Quantum physics throws all the rules of classical physics out the window. In the quantum world, particles can pass through solid walls, be in two places at once, and communicate over an infinite distance. And, if a handful of physicists are right, they can affect the past just as easily as they affect the future.
That’s a theory known as quantum retrocausality, and researchers have good reasons to believe it’s true.
One of the fundamental oddities about quantum physics is the principle of superposition, which says that a particle exists in multiple states at once until it’s measured. That means that while classical physics deals in solid numbers, quantum mechanics deals in fuzzy probabilities. There’s an ongoing debate, however, about why that is: is it that we just don’t have the right precision to understand the true states of individual particles so they just look fuzzy, or is the reality of the quantum world that everything is fuzzy until it’s measured?
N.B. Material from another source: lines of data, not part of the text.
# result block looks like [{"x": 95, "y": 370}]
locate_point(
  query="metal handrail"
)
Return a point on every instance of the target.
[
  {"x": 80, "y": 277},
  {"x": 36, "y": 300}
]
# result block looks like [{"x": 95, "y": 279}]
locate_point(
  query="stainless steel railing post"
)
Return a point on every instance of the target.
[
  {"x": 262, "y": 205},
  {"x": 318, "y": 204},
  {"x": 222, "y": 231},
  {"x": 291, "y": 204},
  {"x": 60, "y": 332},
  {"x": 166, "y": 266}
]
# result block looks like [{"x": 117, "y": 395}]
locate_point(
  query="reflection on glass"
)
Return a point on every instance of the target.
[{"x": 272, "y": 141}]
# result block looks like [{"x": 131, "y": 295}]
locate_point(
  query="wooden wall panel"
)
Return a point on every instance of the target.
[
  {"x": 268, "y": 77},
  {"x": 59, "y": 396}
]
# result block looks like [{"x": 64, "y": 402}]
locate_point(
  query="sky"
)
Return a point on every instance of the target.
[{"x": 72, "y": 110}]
In 2012, physicist Huw Price argued that if the latter is true — if the quantum world really is a soup of superposition — then it opens the door to some intriguing possibilities. Both classical and quantum don’t say time can only go forward.
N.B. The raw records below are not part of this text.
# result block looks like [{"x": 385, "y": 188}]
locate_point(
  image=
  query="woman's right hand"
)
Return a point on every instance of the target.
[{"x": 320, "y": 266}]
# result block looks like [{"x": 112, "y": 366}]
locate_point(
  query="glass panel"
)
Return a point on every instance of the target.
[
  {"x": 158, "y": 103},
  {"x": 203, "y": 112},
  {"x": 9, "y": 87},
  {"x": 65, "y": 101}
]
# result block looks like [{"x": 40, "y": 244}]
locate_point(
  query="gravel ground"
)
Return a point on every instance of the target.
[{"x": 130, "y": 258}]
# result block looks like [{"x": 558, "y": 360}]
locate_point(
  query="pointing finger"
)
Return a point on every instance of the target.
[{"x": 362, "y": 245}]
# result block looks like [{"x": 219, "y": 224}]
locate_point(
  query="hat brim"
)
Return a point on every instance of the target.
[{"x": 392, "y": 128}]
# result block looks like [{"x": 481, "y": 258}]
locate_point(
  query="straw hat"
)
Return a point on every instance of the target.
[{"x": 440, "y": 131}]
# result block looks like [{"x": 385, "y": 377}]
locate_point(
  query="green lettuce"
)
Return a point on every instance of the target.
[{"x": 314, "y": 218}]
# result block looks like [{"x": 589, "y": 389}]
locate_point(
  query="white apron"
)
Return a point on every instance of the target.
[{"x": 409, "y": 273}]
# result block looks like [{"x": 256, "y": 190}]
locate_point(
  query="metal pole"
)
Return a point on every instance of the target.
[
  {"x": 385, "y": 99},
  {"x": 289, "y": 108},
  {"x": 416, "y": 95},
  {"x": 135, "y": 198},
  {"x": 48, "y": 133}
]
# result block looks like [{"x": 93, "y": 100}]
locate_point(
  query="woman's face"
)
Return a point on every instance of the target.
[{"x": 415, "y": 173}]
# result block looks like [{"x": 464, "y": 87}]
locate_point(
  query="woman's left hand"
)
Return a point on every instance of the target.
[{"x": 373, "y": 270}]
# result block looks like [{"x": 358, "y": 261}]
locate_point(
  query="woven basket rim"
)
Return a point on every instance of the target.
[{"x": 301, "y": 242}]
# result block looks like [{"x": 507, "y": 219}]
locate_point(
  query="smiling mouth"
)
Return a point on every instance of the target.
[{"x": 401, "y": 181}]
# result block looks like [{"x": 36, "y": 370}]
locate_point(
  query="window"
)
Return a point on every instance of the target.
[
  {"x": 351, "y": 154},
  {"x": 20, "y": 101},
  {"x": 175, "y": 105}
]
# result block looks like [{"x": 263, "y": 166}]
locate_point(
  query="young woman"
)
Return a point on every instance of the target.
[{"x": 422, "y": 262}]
In theory, all physical processes can run forward and backward; it’s just that in classical physics, the second law of thermodynamics puts a stop to things like time going backward and toast un-burning. But that red light doesn’t apply to quantum mechanics. So if the quantum world really does involve multiple states and time can flow backward, Price says, measuring the state of a particle today could technically affect its state in the past.
Not So Spooky Anymore
If Price is right (ha!), it could be the solution to something that has puzzled physicists all the way back to Albert Einstein: quantum entanglement, which Einstein ridiculed as “spooky action at a distance.” The idea is that you can link the states of two particles so that even when they’re separated over an infinite distance, the state of one affects the state of the other. The problem with this is that it seems to require information to be sent faster than the speed of light, which is impossible. That’s what’s so “spooky” about it.
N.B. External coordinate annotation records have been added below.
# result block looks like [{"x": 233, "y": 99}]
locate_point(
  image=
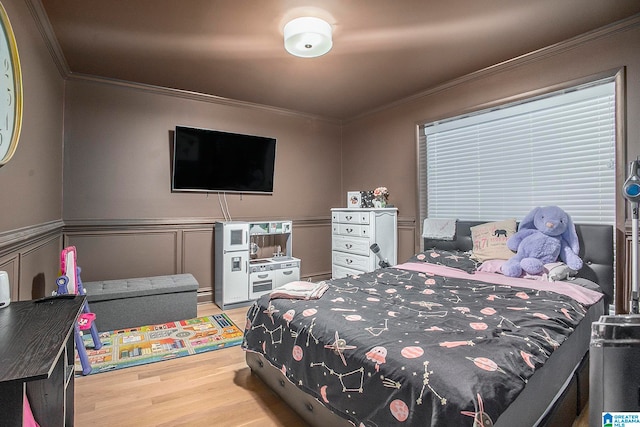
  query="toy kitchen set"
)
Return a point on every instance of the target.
[{"x": 252, "y": 259}]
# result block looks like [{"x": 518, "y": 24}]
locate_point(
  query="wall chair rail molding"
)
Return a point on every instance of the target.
[{"x": 14, "y": 240}]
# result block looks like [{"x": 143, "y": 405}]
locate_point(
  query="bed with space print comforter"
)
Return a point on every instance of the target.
[{"x": 428, "y": 342}]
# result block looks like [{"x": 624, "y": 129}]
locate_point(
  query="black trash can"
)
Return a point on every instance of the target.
[{"x": 614, "y": 371}]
In 2017,Matthew Leifer and Matthew Pusey applied Price’s idea to the puzzle of quantum entanglement. If the current state of a particle can affect its state in the past, then maybe quantum entanglement isn’t action at a distance but action back in time. That is, if time can run backwards, a particle can take the action of its measurement — the event that makes it “choose” a state — back in time to when it was linked with its partner. Trading faster-than-light travel for time travel doesn’t sound like much of an improvement, but when it comes to the rules of quantum physics, it solves a lot of problems.
Of course, there are huge caveats. First, this doesn’t mean that a physicist could send a message to her younger self, or that you could go back in time to kill Hitler. We still live in the macroscopic world of classical physics, where entropy is still a thing. Second, this is a very fringe idea in the physics world. “There is not, to my knowledge, a generally agreed upon interpretation of quantum theory that recovers the whole theory and exploits this idea,” Leifer told Phys.org. “It is more of an idea for an interpretation at the moment, so I think that other physicists are rightly skeptical, and the onus is on us to flesh out the idea.”